Unermüdlich engagiert für Schloss Schwarzburg und den Förderverein

Jens Voigt
Reinhard Rach (rechts) mit Vize-Schatzmeister Dietrich Kaufmann und der  Vorsitzenden Claudia Weber vom Förderverein „Schloss Schwarzburg - Denkort der Demokratie“ vor dem Portal des Kaisersaal-Gebäudes.

Reinhard Rach (rechts) mit Vize-Schatzmeister Dietrich Kaufmann und der Vorsitzenden Claudia Weber vom Förderverein „Schloss Schwarzburg - Denkort der Demokratie“ vor dem Portal des Kaisersaal-Gebäudes.

Foto: Henry Trefz

Erfurt / Königsee.  Reinhard Rach, Tischlermeister im Ruhestand aus Königsee, erhält die Kulturnadel Thüringens

Reinhard Rach aus Königsee gehört zu den zehn diesjährigen Preisträgern der Kulturnadel des Freistaats.
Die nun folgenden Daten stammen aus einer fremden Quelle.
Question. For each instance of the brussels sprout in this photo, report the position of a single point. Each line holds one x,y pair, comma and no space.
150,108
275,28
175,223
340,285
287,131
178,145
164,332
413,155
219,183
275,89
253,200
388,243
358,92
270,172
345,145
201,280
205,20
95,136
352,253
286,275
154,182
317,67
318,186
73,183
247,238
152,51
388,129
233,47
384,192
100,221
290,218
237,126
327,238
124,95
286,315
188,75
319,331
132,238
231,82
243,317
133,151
Gewürdigt wird damit sein unermüdliches Engagement im Verein „Schloss Schwarzburg – Denkort der Demokratie“.In der Laudatio heißt es, Rach als Tischlermeister im Ruhestand engagiere sich ehrenamtlich als stellvertretender Vorsitzender im Verein für Höhlen- und Karstforschung, Ur- und Frühgeschichte Königsee sowie als ehrenamtlicher Bodendenkmalpfleger im Auftrag des Museums für Ur- und Frühgeschichte Weimar.

Im Förderverein Schloss Schwarzburg ist Rach stellvertretender Vorsitzender und Kontaktperson für Belange der Stiftung Thüringer Schlösser und Gärten. Etliche Vorhaben hat er federführend koordiniert und die eigenen Bauprojekte des Vereins geleitet. Für die habe sich Rach in den letzten Jahren als unverzichtbare Stütze erwiesen. Er trägt seit 2019 entscheidend dazu bei, dass das Hauptgebäude von Schloss Schwarzburg erstmals seit Jahrzehnten der Öffentlichkeit zugänglich gemacht werden konnte. Für die Präsentation des denkmalpflegerisch und historisch vielschichtigen Gebäudes als Schaubaustelle und später als „Denkort der Demokratie“ koordinierte er die Gästeführungen, die an den Wochenenden als Audiowalk angeboten werden. Sein Wirken hinter den Kulissen und abseits der öffentlichen Aufmerksamkeit habe sich dabei als unverzichtbar erwiesen.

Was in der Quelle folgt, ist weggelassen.